Chewing sugar-free gum is another trick to help quell hunger pangs. An activity that has double the benefits is to have clients complete a short bout of exercise or activity, such as taking a brisk walk, climbing some stairs, or even jogging in place, to help the feeling pass. Deep/ diaphragmatic breathing or meditation can reduce stress levels similar to exercise. Stress may stimulate hunger. By learning to control stress, clients have learned a powerful tool to control hunger
clients will pay too much attention to the scale. Health and fitness professionals need to focus on the results of all of the objective data (weight, circumference measurements, body composition, etc.) in order to truly shape the results clients are experiencing.
Many clients will actually develop additional lean body mass while they are losing fat mass. If only scale weight is monitored, it may appear that clients are not progressing toward their goals.
Education is the tool of the trainer here. Keep clients locked in on proximal short-term goals, and do not remeasure too frequently. Wait at least 3-4 weeks between each “weigh in” to allow for the client’s hard work to show on the scale.
In the short term, ask clients about some of the implicit benefits of their hard work. How are their energy levels? How is their sleep? How do their clothes fit? Is their strength, flexibility, or endurance improving?
Eating Out, Holidays, and Special Events:
it’s possible for clients to enjoy a meal out and stay on target to reach their weight loss goals. It will require some planning and good decision-making. If clients are going to eat out, then they can adjust their caloric intake for the day. If they will be having a calorie-dense lunch or dinner, then they can have lower-calorie meals throughout the day. They can also schedule a snack or a small meal before they go out to help control their hunger. The health and fitness professional should coach clients to drink plenty of water or low-calorie beverages to keep them full during social events or parties. The fitness professional can remind clients of the importance of using a smaller plate to help control portion sizes, and making smart choices whenever possible. It’s okay to have sweets or a heavier food as long as the portions are reasonable.

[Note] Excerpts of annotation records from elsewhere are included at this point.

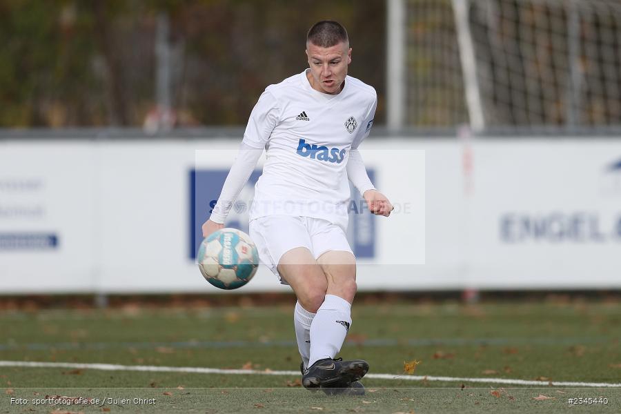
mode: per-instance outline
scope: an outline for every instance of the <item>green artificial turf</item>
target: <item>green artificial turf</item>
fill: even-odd
[[[364,358],[364,397],[299,386],[293,304],[193,309],[0,312],[0,361],[250,368],[258,374],[0,366],[0,413],[621,412],[621,304],[566,302],[463,305],[355,304],[339,356]],[[405,362],[420,361],[413,373]],[[261,373],[262,372],[263,373]],[[487,378],[435,381],[414,376]],[[542,381],[502,384],[495,379]],[[535,400],[540,395],[549,399]],[[34,405],[46,395],[155,398],[155,404]],[[569,398],[607,398],[570,405]],[[28,405],[11,404],[25,398]]]

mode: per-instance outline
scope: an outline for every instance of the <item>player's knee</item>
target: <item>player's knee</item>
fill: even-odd
[[[297,299],[302,307],[311,313],[316,313],[326,299],[326,290],[314,290],[299,295]]]
[[[298,295],[298,299],[300,299],[304,309],[315,313],[326,299],[328,283],[326,281],[317,280],[308,284],[305,287],[304,291]]]

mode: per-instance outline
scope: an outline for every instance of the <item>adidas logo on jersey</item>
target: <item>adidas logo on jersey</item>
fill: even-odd
[[[344,326],[345,326],[345,331],[349,332],[349,322],[347,321],[336,321],[337,324],[341,324]]]
[[[311,159],[337,164],[341,164],[345,159],[345,150],[339,150],[337,148],[328,149],[323,145],[317,146],[316,144],[311,145],[306,144],[306,141],[302,139],[298,142],[297,152],[298,155],[310,157]]]
[[[301,113],[299,115],[297,115],[297,117],[295,117],[295,119],[298,121],[310,121],[310,118],[309,118],[308,116],[306,115],[306,111],[305,111],[305,110],[303,110],[302,113]]]

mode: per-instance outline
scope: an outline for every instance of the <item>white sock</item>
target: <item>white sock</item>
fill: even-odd
[[[311,313],[302,308],[299,302],[295,304],[293,311],[293,324],[295,326],[295,337],[297,339],[297,349],[302,357],[304,368],[308,368],[308,358],[310,357],[310,324],[316,313]]]
[[[341,351],[351,325],[351,304],[342,297],[326,295],[310,324],[308,366],[319,359],[334,358]]]

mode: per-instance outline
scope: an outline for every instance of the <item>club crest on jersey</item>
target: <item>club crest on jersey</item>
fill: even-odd
[[[358,126],[358,123],[356,122],[356,119],[353,117],[350,117],[349,119],[345,121],[345,128],[350,134],[354,132],[354,130],[356,129],[357,126]]]

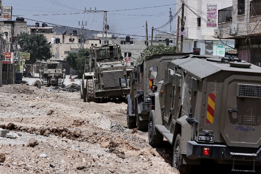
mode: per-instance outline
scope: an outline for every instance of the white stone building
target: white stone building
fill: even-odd
[[[177,1],[178,4],[176,5],[177,11],[181,7],[183,1],[183,0]],[[222,42],[234,47],[234,41],[233,40],[226,39],[221,41],[219,38],[214,38],[214,30],[218,27],[218,10],[232,6],[232,0],[184,1],[185,5],[185,5],[184,8],[183,52],[191,52],[193,48],[197,47],[201,49],[202,55],[221,55],[220,47],[224,51],[225,47],[228,47],[224,45],[225,44]],[[181,19],[181,10],[178,15]],[[179,28],[181,29],[180,25]],[[179,41],[180,42],[180,38]],[[224,51],[222,52],[224,52],[224,55],[222,55],[224,56]]]
[[[261,1],[236,0],[220,10],[219,37],[234,39],[238,57],[261,65]]]

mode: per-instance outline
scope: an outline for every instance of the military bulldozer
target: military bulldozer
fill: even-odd
[[[167,140],[173,166],[181,173],[210,160],[230,164],[233,171],[256,171],[261,165],[261,67],[239,58],[191,54],[150,69],[144,79],[162,72],[163,80],[152,86],[149,144]]]
[[[141,62],[133,69],[130,76],[130,92],[127,95],[127,125],[128,128],[136,128],[148,130],[149,113],[151,109],[152,79],[146,77],[152,69],[169,68],[170,61],[174,57],[181,57],[190,53],[166,53],[155,54]],[[154,71],[153,72],[155,72]],[[154,75],[154,83],[162,80],[164,71]]]
[[[85,102],[97,102],[102,99],[126,97],[130,88],[120,46],[94,47],[90,53],[80,83],[81,98]]]
[[[42,86],[62,87],[65,78],[65,69],[62,68],[62,63],[57,61],[41,63],[40,78]]]

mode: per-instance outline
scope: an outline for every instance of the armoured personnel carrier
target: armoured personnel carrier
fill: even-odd
[[[63,87],[65,78],[65,69],[62,68],[62,63],[57,61],[41,63],[40,79],[41,85]]]
[[[260,167],[261,67],[239,58],[190,55],[145,79],[162,71],[151,95],[151,145],[165,137],[182,173],[202,160],[230,164],[234,171]]]
[[[126,66],[118,45],[91,48],[89,63],[86,65],[80,83],[85,102],[102,98],[122,98],[130,92]]]
[[[127,125],[128,128],[136,127],[140,130],[148,130],[149,116],[151,110],[150,95],[152,93],[152,83],[157,84],[164,75],[164,71],[159,71],[157,74],[154,75],[154,79],[148,79],[147,77],[149,72],[154,73],[158,69],[169,68],[170,61],[173,57],[183,57],[190,53],[155,54],[148,58],[133,69],[130,81],[130,93],[127,97]],[[154,71],[152,72],[152,70]]]

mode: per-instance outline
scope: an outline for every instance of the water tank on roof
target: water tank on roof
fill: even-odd
[[[73,35],[77,35],[77,30],[73,30]]]
[[[57,38],[55,39],[55,43],[59,44],[60,43],[60,38]]]
[[[55,38],[51,38],[51,43],[53,44],[55,43]]]
[[[23,17],[16,17],[16,21],[24,21],[25,19]]]
[[[126,36],[126,43],[129,43],[130,41],[130,37],[129,36]]]

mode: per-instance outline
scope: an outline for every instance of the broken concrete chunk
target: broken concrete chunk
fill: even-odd
[[[10,131],[8,129],[4,129],[0,130],[0,137],[5,137],[6,134],[9,133]]]
[[[46,114],[47,114],[47,115],[49,115],[52,114],[53,112],[53,111],[52,110],[49,110],[46,112]]]

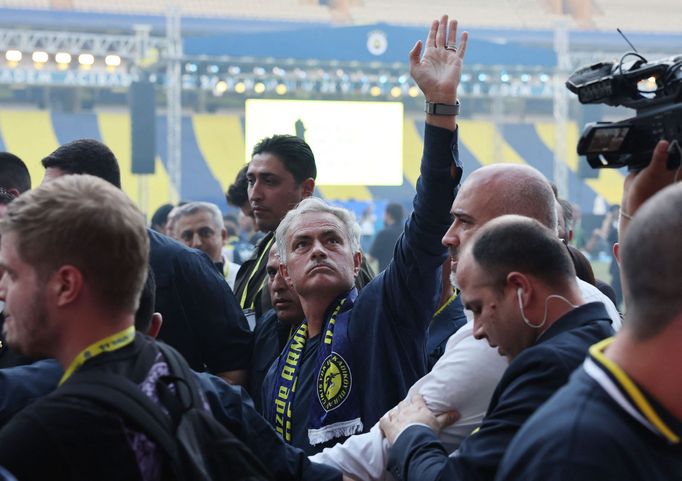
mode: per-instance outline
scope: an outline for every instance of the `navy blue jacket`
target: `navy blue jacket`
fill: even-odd
[[[601,302],[565,314],[538,341],[521,352],[495,388],[480,429],[448,457],[436,435],[424,426],[403,431],[389,455],[396,480],[488,480],[521,425],[568,382],[592,344],[613,335]]]
[[[0,428],[28,404],[54,391],[62,374],[62,368],[54,359],[0,369]],[[341,473],[335,468],[311,463],[303,451],[285,444],[256,412],[242,388],[207,373],[197,373],[197,380],[216,420],[246,444],[275,479],[341,479]]]
[[[151,229],[149,264],[156,280],[159,339],[195,371],[246,369],[252,333],[234,294],[211,259]]]
[[[435,310],[439,267],[446,257],[441,239],[450,226],[457,185],[450,175],[453,162],[458,162],[457,133],[426,125],[414,212],[398,239],[393,261],[360,291],[346,324],[352,345],[353,389],[359,389],[364,431],[400,402],[427,372],[426,329]],[[322,332],[328,321],[329,316]],[[315,362],[316,356],[312,357]],[[263,387],[263,415],[273,424],[270,396],[279,375],[276,367],[277,362]],[[313,395],[315,390],[308,392]],[[301,399],[300,385],[297,394],[293,410],[303,403],[300,405],[307,415],[311,399]],[[309,421],[295,417],[293,421],[292,438],[307,439]]]
[[[640,412],[641,419],[637,420],[588,375],[589,362],[514,437],[502,460],[498,481],[682,479],[682,420],[675,419],[639,388],[644,402],[678,439],[676,443],[669,441],[656,428],[642,423],[645,414]],[[597,362],[592,366],[611,384],[611,392],[621,394],[622,386],[607,369]],[[622,400],[628,397],[621,395]],[[640,411],[636,403],[628,404],[634,404],[634,412]]]

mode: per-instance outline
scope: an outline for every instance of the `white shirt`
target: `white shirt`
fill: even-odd
[[[472,332],[473,321],[469,320],[450,336],[443,356],[431,372],[407,393],[408,399],[420,393],[434,413],[459,411],[460,419],[439,435],[448,451],[454,451],[481,423],[495,386],[507,368],[507,360],[487,341],[474,339]],[[358,479],[392,479],[386,471],[388,447],[377,423],[368,433],[351,436],[310,460],[334,466]]]
[[[620,314],[611,300],[592,284],[577,280],[585,303],[603,302],[614,330],[620,329]],[[464,312],[468,322],[450,336],[443,356],[406,396],[409,399],[420,393],[436,414],[452,410],[461,414],[456,423],[444,428],[438,436],[449,453],[480,425],[493,391],[507,368],[506,358],[486,340],[474,339],[473,316],[469,310]],[[358,479],[390,480],[393,477],[386,470],[388,448],[388,441],[377,423],[368,433],[351,436],[343,444],[311,456],[310,460],[334,466]]]

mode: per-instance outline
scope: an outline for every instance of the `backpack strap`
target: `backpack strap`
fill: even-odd
[[[157,347],[163,354],[170,375],[159,378],[156,390],[161,404],[168,410],[173,426],[177,429],[182,415],[189,409],[204,410],[203,397],[199,392],[196,376],[184,358],[167,344],[158,342]],[[174,390],[171,390],[171,385]]]
[[[149,436],[164,451],[173,472],[179,473],[172,422],[134,382],[120,374],[86,371],[72,376],[56,394],[87,399],[118,413]]]

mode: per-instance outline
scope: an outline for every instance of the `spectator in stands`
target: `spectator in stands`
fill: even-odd
[[[230,288],[234,287],[239,266],[223,257],[227,229],[217,205],[209,202],[189,202],[175,213],[175,238],[188,247],[208,255]]]
[[[363,252],[369,252],[372,246],[372,241],[376,235],[376,221],[377,216],[374,215],[374,204],[372,202],[367,204],[367,207],[362,211],[360,216],[360,247]]]
[[[490,192],[495,192],[495,196]],[[489,221],[505,214],[517,214],[535,219],[553,232],[557,229],[557,210],[550,184],[540,172],[528,166],[496,164],[472,172],[462,184],[451,213],[454,222],[443,243],[450,248],[453,284],[456,284],[458,253]],[[577,278],[576,282],[583,300],[603,302],[614,325],[620,326],[620,316],[613,304],[594,286]],[[460,413],[460,419],[440,433],[439,439],[447,453],[454,452],[479,426],[507,366],[485,342],[474,339],[473,315],[471,311],[465,313],[469,322],[450,338],[433,370],[410,388],[406,398],[419,393],[435,414],[452,410]],[[382,439],[377,425],[369,434],[352,436],[344,444],[312,459],[360,479],[384,479],[388,443]]]
[[[230,184],[227,188],[227,192],[225,192],[225,200],[227,200],[228,204],[239,207],[245,215],[253,217],[253,210],[249,203],[249,181],[246,178],[246,171],[248,168],[249,166],[245,165],[239,170],[234,182]]]
[[[116,157],[96,140],[64,144],[43,159],[43,166],[43,183],[64,174],[88,173],[121,187]],[[165,319],[159,338],[180,351],[195,371],[244,382],[252,334],[229,286],[206,254],[151,229],[147,233],[156,310]]]
[[[616,249],[623,329],[592,347],[570,383],[523,427],[498,480],[682,476],[682,250],[673,235],[682,232],[682,185],[670,186],[679,169],[666,170],[667,149],[659,142],[651,164],[625,181]]]
[[[391,202],[386,206],[384,228],[374,238],[368,256],[370,262],[377,262],[378,272],[386,269],[388,263],[393,259],[393,248],[398,237],[403,233],[403,215],[402,205]]]
[[[449,415],[435,416],[421,396],[382,418],[392,444],[389,470],[399,480],[494,480],[521,425],[568,381],[592,344],[613,334],[603,304],[584,304],[555,231],[536,220],[488,222],[461,251],[457,281],[474,314],[474,336],[497,347],[510,365],[480,429],[454,457],[436,436]]]
[[[263,412],[263,381],[272,362],[282,352],[293,330],[303,321],[303,308],[298,294],[279,272],[277,243],[268,254],[266,272],[268,291],[273,308],[265,313],[256,328],[253,340],[253,358],[249,374],[249,393],[258,412]]]
[[[171,210],[173,210],[173,204],[163,204],[156,209],[156,212],[152,215],[151,228],[159,234],[168,235],[166,225],[168,224],[168,214],[170,214]]]
[[[454,21],[449,28],[454,38]],[[447,50],[447,29],[447,17],[435,22],[424,60],[419,47],[411,53],[411,73],[427,99],[453,106],[466,35],[461,50]],[[280,269],[306,321],[268,372],[264,414],[308,453],[369,430],[426,372],[426,330],[445,260],[440,238],[461,177],[455,130],[454,115],[426,117],[414,213],[393,264],[359,294],[360,228],[348,211],[304,199],[277,228]]]

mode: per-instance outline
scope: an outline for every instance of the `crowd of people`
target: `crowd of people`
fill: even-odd
[[[33,188],[0,153],[0,480],[682,479],[668,144],[625,180],[622,318],[540,172],[463,172],[467,43],[443,16],[409,53],[424,150],[389,256],[314,196],[296,136],[255,146],[238,219],[187,202],[151,227],[100,142],[46,153]]]

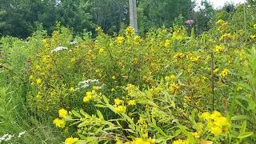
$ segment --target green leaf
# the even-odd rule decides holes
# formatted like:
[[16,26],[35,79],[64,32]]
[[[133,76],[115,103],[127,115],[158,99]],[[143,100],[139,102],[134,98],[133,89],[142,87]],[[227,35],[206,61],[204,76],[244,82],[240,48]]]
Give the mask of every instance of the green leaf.
[[240,134],[243,134],[246,131],[246,121],[243,121],[240,129]]
[[102,98],[103,98],[103,101],[105,102],[105,103],[106,103],[106,104],[110,103],[109,99],[105,95],[102,95]]
[[72,110],[72,114],[78,118],[82,118],[82,116],[75,110]]
[[245,132],[245,133],[240,134],[238,136],[238,138],[239,138],[239,139],[243,139],[243,138],[250,137],[250,136],[252,136],[252,135],[254,135],[254,132]]
[[97,110],[97,114],[98,114],[98,116],[99,118],[104,120],[104,117],[103,117],[102,114],[101,113],[101,111]]
[[250,118],[247,115],[235,115],[231,118],[231,121],[240,121],[240,120],[245,120],[249,118]]

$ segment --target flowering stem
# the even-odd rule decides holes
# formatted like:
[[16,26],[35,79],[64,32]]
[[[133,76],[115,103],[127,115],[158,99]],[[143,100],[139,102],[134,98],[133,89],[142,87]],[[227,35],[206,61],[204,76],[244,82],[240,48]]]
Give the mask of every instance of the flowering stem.
[[211,93],[212,93],[212,110],[214,110],[214,52],[211,52]]

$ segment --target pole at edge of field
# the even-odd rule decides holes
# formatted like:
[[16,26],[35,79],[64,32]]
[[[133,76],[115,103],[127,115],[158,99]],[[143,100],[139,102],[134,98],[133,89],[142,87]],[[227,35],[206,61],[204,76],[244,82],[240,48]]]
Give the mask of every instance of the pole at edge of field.
[[135,34],[138,34],[137,6],[136,0],[129,0],[130,25],[134,29]]

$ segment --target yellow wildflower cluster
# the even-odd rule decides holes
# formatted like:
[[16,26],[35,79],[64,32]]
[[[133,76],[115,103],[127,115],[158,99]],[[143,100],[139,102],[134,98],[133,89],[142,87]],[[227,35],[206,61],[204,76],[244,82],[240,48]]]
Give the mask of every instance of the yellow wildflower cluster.
[[66,118],[67,115],[68,115],[68,112],[65,109],[62,108],[58,110],[58,116],[60,118]]
[[60,118],[55,118],[54,120],[54,124],[59,128],[64,128],[65,127],[65,121],[63,119],[60,119]]
[[102,29],[101,26],[97,26],[96,29],[95,29],[95,31],[96,31],[98,34],[103,33],[103,30],[102,30]]
[[123,38],[123,36],[120,36],[120,35],[119,35],[119,36],[117,38],[117,42],[118,42],[118,44],[119,44],[119,45],[122,44],[124,41],[125,41],[125,38]]
[[226,68],[225,68],[222,72],[221,72],[221,76],[225,78],[230,74],[230,70]]
[[65,110],[65,109],[63,109],[63,108],[58,110],[58,116],[59,116],[60,118],[62,118],[62,119],[55,118],[55,119],[54,120],[54,124],[57,127],[64,128],[64,127],[65,127],[65,125],[66,125],[66,122],[65,122],[64,118],[68,116],[68,112],[67,112],[67,110]]
[[126,111],[126,106],[124,106],[123,100],[119,98],[114,99],[114,110],[117,113],[125,113]]
[[200,118],[206,122],[206,129],[214,136],[229,133],[230,122],[218,111],[214,111],[212,114],[204,112]]
[[215,46],[214,51],[217,53],[222,52],[225,46],[223,45],[217,45]]
[[135,45],[138,45],[142,42],[142,38],[140,36],[135,35],[134,37],[134,43]]
[[128,105],[129,106],[135,106],[136,101],[135,100],[130,100],[130,101],[128,101]]
[[234,38],[234,37],[231,35],[230,33],[225,33],[221,36],[219,40],[220,41],[230,41],[230,40],[232,40],[233,38]]
[[126,35],[127,38],[132,37],[135,34],[134,29],[131,26],[128,26],[126,30]]
[[189,142],[187,140],[178,139],[178,140],[174,141],[173,144],[189,144]]
[[95,98],[97,97],[97,93],[95,90],[92,90],[92,91],[87,91],[86,94],[86,96],[83,97],[83,102],[90,102],[91,99]]
[[166,39],[166,42],[165,42],[165,47],[166,48],[170,48],[170,40]]
[[222,33],[224,33],[227,30],[227,22],[222,19],[220,19],[216,23],[218,25],[218,30]]
[[79,140],[78,138],[67,138],[65,140],[65,144],[74,144]]

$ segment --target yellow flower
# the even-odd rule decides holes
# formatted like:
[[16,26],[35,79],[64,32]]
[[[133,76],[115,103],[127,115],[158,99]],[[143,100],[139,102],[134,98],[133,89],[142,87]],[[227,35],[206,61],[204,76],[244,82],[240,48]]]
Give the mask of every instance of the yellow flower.
[[217,45],[215,46],[215,48],[214,48],[214,51],[215,52],[222,52],[224,50],[224,46],[223,45]]
[[210,118],[211,118],[212,119],[214,119],[214,118],[218,118],[218,117],[221,117],[221,116],[222,116],[222,114],[221,114],[220,112],[218,112],[218,111],[216,111],[216,110],[214,110],[214,111],[212,113],[212,114],[210,114]]
[[225,68],[222,72],[221,72],[221,76],[222,76],[223,78],[226,77],[230,73],[230,70],[226,68]]
[[114,104],[115,104],[115,105],[118,106],[118,105],[121,105],[121,104],[122,104],[122,103],[123,103],[123,101],[121,100],[121,99],[119,99],[119,98],[115,98],[115,99],[114,99]]
[[129,106],[135,106],[136,101],[135,100],[130,100],[130,101],[128,101],[128,105]]
[[57,127],[64,128],[65,127],[65,121],[63,119],[55,118],[54,120],[54,124]]
[[210,129],[210,133],[218,136],[222,133],[222,130],[218,126],[214,126]]
[[118,113],[125,113],[126,111],[126,106],[117,106],[114,107],[114,110]]
[[117,141],[115,144],[122,144],[122,142],[121,141]]
[[42,79],[41,78],[38,78],[36,83],[38,86],[42,85]]
[[198,133],[198,132],[192,133],[192,135],[193,135],[193,137],[194,137],[196,138],[200,138],[200,133]]
[[103,52],[104,52],[104,49],[100,48],[100,49],[98,50],[98,53],[99,53],[99,54],[102,54]]
[[166,39],[166,42],[165,42],[165,47],[166,47],[166,48],[169,48],[170,46],[170,40]]
[[99,33],[99,34],[103,32],[103,30],[102,30],[101,26],[97,26],[96,29],[95,29],[95,31]]
[[238,88],[237,88],[237,90],[238,90],[238,91],[240,91],[240,90],[242,90],[242,87],[241,87],[241,86],[238,86]]
[[74,144],[76,142],[78,142],[79,140],[79,138],[67,138],[65,140],[65,144]]
[[179,60],[180,58],[184,58],[186,55],[182,53],[178,53],[174,58],[177,58],[177,60]]
[[30,81],[32,81],[34,78],[33,75],[30,75]]
[[223,41],[223,40],[231,40],[233,39],[233,36],[231,35],[230,33],[225,33],[224,34],[222,34],[221,36],[221,38],[219,38],[220,41]]
[[93,86],[93,90],[99,90],[99,86]]
[[142,39],[141,39],[141,37],[140,37],[140,36],[136,35],[136,36],[134,37],[134,43],[135,43],[136,45],[138,45],[138,44],[141,42],[141,41],[142,41]]
[[74,91],[74,87],[70,87],[70,91]]
[[117,38],[117,42],[122,44],[125,41],[125,38],[122,36],[118,36]]
[[169,90],[171,93],[174,93],[179,89],[178,84],[176,83],[171,83],[169,86]]
[[115,76],[114,76],[114,75],[113,75],[111,78],[112,78],[112,79],[115,79]]
[[173,144],[189,144],[189,142],[187,140],[178,139],[177,141],[174,141]]
[[68,115],[68,112],[65,109],[60,109],[58,110],[58,116],[60,118],[65,118]]

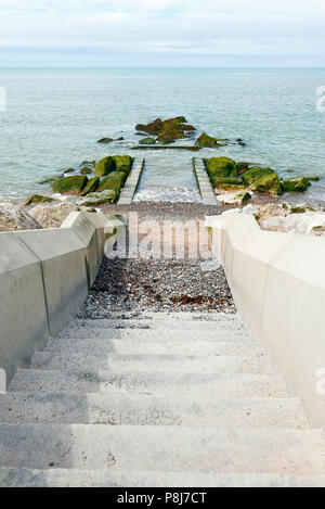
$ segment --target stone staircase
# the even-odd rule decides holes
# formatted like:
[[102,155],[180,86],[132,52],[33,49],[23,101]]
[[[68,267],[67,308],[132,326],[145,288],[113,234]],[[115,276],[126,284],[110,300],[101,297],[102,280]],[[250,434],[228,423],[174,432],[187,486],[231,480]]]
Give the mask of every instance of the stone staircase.
[[325,486],[325,441],[237,316],[123,314],[16,372],[0,465],[0,486]]

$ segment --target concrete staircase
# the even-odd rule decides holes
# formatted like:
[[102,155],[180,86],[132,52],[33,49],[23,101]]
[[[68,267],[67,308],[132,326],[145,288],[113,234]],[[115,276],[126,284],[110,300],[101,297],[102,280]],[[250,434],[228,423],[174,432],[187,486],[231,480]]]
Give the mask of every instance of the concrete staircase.
[[0,396],[0,486],[325,486],[310,429],[233,315],[72,320]]

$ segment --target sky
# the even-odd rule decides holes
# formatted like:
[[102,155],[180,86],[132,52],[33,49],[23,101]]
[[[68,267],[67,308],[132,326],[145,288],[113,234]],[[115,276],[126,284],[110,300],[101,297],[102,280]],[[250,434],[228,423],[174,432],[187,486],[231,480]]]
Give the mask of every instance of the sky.
[[0,66],[325,66],[325,0],[0,0]]

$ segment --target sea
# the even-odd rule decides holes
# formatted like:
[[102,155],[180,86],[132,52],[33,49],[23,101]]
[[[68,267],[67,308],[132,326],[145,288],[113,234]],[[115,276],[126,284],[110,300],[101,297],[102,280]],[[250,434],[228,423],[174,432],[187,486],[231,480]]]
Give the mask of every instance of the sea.
[[[320,176],[303,200],[325,201],[325,68],[0,67],[0,201],[44,192],[37,182],[114,154],[145,157],[138,201],[198,201],[198,153],[131,151],[138,123],[180,115],[197,136],[246,142],[200,157]],[[98,143],[103,137],[123,141]]]

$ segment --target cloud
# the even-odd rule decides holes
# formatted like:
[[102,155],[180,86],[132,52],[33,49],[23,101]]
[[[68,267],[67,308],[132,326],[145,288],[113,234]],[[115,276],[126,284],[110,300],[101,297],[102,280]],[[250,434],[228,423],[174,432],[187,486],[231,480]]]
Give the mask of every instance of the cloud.
[[91,48],[119,52],[125,65],[136,63],[136,53],[148,64],[155,55],[180,65],[184,56],[196,65],[202,55],[237,55],[249,65],[264,54],[272,63],[292,55],[297,64],[304,55],[323,65],[325,49],[324,0],[0,0],[0,20],[2,54],[61,49],[64,60],[79,49],[84,64]]

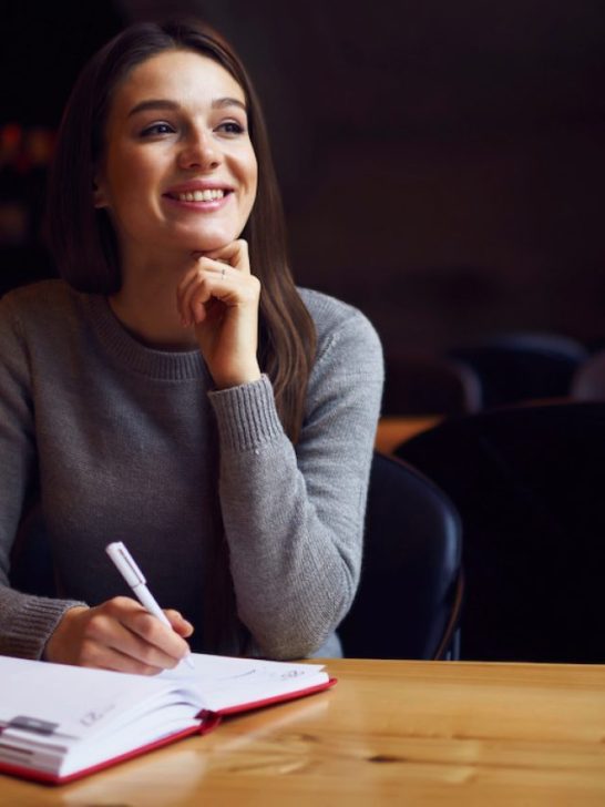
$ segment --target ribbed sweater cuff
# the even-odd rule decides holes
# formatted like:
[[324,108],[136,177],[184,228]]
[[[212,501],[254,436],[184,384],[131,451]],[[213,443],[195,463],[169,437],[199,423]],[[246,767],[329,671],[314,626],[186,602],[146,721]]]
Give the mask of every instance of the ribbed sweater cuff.
[[283,433],[267,376],[240,387],[208,392],[223,448],[249,451]]
[[40,658],[50,635],[65,611],[83,602],[32,596],[23,603],[11,631],[11,655]]

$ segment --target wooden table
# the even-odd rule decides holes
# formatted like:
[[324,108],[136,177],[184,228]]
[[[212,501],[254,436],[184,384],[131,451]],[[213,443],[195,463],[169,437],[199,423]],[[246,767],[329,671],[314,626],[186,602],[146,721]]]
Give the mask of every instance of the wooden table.
[[326,693],[2,807],[605,805],[605,666],[330,660]]
[[400,442],[437,426],[443,418],[439,415],[410,415],[383,417],[378,422],[375,448],[381,453],[392,453]]

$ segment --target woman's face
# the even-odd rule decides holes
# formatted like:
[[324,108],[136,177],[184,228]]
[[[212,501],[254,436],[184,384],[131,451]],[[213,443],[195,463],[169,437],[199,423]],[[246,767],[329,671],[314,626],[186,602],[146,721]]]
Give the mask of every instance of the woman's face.
[[165,51],[116,86],[94,203],[109,211],[123,269],[230,243],[256,185],[244,91],[221,64]]

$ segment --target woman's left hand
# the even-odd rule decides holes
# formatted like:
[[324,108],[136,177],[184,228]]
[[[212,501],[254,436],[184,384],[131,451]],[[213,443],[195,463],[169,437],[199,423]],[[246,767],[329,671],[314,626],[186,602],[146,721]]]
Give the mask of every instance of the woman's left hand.
[[218,389],[260,378],[257,360],[260,283],[250,274],[244,239],[195,255],[177,288],[185,327],[195,327],[199,350]]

There may be times when healthier food is not an option, or a client would like to splurge, and that is okay from time to time. The trainer just shouldn’t let clients get off track. Make sure they are back in the gym the next day. Going over their recommended caloric intake by 1,000 calories on Friday can be overcome. But if that leads to a downward spiral lasting the entire weekend, it will be much tougher for the clients to right the ship.
Use the Tools: An excellent resource for finding a registered dietitian who is geographically close to the member is the Academy of Nutrition and Dietetics’ “Find a Registered Dietitian” referral service at www.eatright.org/iframe /findrd.aspx. At this website, clients can input their ZIP code and select a location range (1- to 100-mile radius) to find conveniently located nutrition professionals.
Eating Disorders: Often health and fitness professionals will refer the person to a licensed/registered dietitian or nutritionist, and then the dietitian must refer to a psychiatric professional to assume diagnostic responsibility.